You spend your entire life inside your own head. There is nothing that you know more intimately than the contents of your own mind: your beliefs, your memories, your desires, your fears, your pains and pleasures. Despite the fact that you are directly acquainted with your thoughts and experiences, the human mind is in many ways more mysterious than even the far reaches of the universe. In this course, we will investigate the nature of the mind, and the relationship between the mind, the brain, and the body. We will also critically examine some of the ethical and social implications of artificial intelligence. The course will culminate in a field trip to the Ford Motor Company Research and Innovation Center where students will have the opportunity to discuss these topics with some of the researchers, engineers and scientists who grapple with them in practice.

PHIL 195-02 God, Science, and the Meaning of Life
CRN # 21327
Jennifer Fisher
Tue. & Thu. 4:35–6:20 p.m.

According to our best scientific understanding, your thoughts while reading this course description are simply very complex chemical signals in your brain. And yet, many people find it hard to give up the hope that there’s more. Is there a God to hear these thoughts of yours, a God who can readily give your life meaning and purpose? Does meaning and purpose depend on there being a God at all? In this course, we explore these questions through careful examination of contemporary and historical philosophical texts. Discussions in class will be supplemented by out of class activities including field trips to local science museums and films.

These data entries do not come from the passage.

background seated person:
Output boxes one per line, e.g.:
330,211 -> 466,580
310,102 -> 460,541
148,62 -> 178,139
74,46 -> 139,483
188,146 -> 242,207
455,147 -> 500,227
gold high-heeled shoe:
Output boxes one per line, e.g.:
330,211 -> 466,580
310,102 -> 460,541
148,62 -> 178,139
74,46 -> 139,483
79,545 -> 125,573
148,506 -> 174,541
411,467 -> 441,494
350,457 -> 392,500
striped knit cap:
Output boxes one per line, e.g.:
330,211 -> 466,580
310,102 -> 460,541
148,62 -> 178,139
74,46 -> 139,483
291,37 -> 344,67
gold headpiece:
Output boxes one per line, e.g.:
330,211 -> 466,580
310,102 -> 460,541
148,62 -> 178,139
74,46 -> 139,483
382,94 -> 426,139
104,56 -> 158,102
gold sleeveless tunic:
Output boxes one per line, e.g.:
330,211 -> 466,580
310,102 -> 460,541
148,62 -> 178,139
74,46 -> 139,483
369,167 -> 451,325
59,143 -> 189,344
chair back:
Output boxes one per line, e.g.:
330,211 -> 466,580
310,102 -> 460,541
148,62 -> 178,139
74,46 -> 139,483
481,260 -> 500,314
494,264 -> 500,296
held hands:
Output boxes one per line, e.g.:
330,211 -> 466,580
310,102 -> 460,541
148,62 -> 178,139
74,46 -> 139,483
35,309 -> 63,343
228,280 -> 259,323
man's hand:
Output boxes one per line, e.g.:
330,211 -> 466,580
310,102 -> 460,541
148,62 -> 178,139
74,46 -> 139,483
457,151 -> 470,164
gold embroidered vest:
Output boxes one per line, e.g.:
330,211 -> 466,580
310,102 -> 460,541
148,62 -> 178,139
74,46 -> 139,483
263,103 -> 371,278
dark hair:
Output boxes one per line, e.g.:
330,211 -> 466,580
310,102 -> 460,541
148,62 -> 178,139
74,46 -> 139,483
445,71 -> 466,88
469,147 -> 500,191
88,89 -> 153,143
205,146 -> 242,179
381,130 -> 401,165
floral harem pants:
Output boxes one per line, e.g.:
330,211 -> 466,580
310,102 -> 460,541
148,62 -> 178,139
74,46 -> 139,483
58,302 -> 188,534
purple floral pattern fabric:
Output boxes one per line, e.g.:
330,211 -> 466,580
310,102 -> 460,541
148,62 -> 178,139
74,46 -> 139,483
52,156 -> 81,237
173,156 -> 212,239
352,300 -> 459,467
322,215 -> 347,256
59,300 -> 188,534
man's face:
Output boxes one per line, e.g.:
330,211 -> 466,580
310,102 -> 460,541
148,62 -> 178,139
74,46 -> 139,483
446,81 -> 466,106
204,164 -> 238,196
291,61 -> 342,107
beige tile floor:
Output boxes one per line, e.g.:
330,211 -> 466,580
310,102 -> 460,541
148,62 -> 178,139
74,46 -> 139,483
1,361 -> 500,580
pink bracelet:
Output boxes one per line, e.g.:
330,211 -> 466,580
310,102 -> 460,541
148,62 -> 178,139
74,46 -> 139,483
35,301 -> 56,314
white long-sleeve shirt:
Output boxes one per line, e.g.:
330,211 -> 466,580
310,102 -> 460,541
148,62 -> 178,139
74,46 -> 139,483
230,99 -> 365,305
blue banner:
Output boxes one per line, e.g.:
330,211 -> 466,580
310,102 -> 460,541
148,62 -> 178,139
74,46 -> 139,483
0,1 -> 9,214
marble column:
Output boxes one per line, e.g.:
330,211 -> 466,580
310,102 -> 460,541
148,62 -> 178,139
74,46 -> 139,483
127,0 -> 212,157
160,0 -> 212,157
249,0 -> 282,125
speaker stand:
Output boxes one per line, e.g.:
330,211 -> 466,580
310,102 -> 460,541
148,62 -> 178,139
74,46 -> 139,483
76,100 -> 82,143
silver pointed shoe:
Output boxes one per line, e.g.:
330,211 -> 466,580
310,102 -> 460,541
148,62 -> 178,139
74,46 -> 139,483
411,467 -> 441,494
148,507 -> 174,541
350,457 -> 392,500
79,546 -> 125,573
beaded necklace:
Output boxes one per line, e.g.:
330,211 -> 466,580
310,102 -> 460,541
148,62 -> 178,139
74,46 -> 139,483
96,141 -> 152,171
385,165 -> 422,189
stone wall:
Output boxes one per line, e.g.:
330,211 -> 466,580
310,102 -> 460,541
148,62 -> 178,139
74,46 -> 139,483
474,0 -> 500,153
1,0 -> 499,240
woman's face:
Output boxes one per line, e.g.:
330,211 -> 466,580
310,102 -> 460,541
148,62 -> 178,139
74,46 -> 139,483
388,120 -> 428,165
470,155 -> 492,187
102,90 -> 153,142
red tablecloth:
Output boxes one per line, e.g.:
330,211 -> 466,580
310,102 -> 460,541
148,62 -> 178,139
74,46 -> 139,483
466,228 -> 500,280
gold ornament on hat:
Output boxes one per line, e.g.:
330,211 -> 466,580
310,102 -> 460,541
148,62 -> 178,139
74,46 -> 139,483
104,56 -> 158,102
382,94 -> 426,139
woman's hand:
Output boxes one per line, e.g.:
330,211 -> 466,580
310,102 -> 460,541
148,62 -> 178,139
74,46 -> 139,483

PHIL 195-03 What is Wisdom?
CRN # 21328
Thomas Cavanaugh
Thu. 8:00–11:40 a.m.

Literally, philosophy means the love of wisdom. So, philosophy is about our desire for knowledge, like wisdom. What is wisdom? Who is wise? Does wisdom make us happy? Is ignorance bliss? Why pursue wisdom? Wanting wisdom, yet not sure of what it is, we will ask these and other questions: does suffering lead to wisdom? does wisdom comfort the wise person? does the wise person comfort others? are science and technology wisdom? do they require wisdom to be used well? how does your USF education fit into a search for wisdom? is wisdom worth pursuing? We will ask these questions relying on Socrates, Confucius, Descartes, and the French existentialist Simone Weil; by reading the Tao Te Ching and novels such as Brave New World; by watching movies like The Matrix and Gattaca. We will also visit the San Francisco Asian Art Museum to see fascinating ancient objects related to Confucianism.

Core E - Social Sciences

ENVA 195-01 Food & Farming in San Francisco
CRN # 20999
Rachel Lee
Fri. 11:45 a.m.–3:25 p.m.

Food and Farming in San Francisco begins with a broad overview of our current industrial food system and its many attendant societal problems, including widespread food insecurity, massive food waste, and growing food deserts. Next, we explore local alternatives to industrial agriculture, including urban agriculture, small-scale food purveyors, and more communal and equitable forms of food distribution. Along the way, we will get our hands dirty with garden work days at the USF Community Garden, the New Liberation Garden in the Western Addition, and the Tenderloin People’s Garden; with field trips to the Ferry Plaza Farmers Market, Off the Grid on Haight, and GLIDE’s Feed the Hungry program in the Tenderloin; and with cooking/preserving workshops in the USF Garden and at nearby St Cyprian’s Church.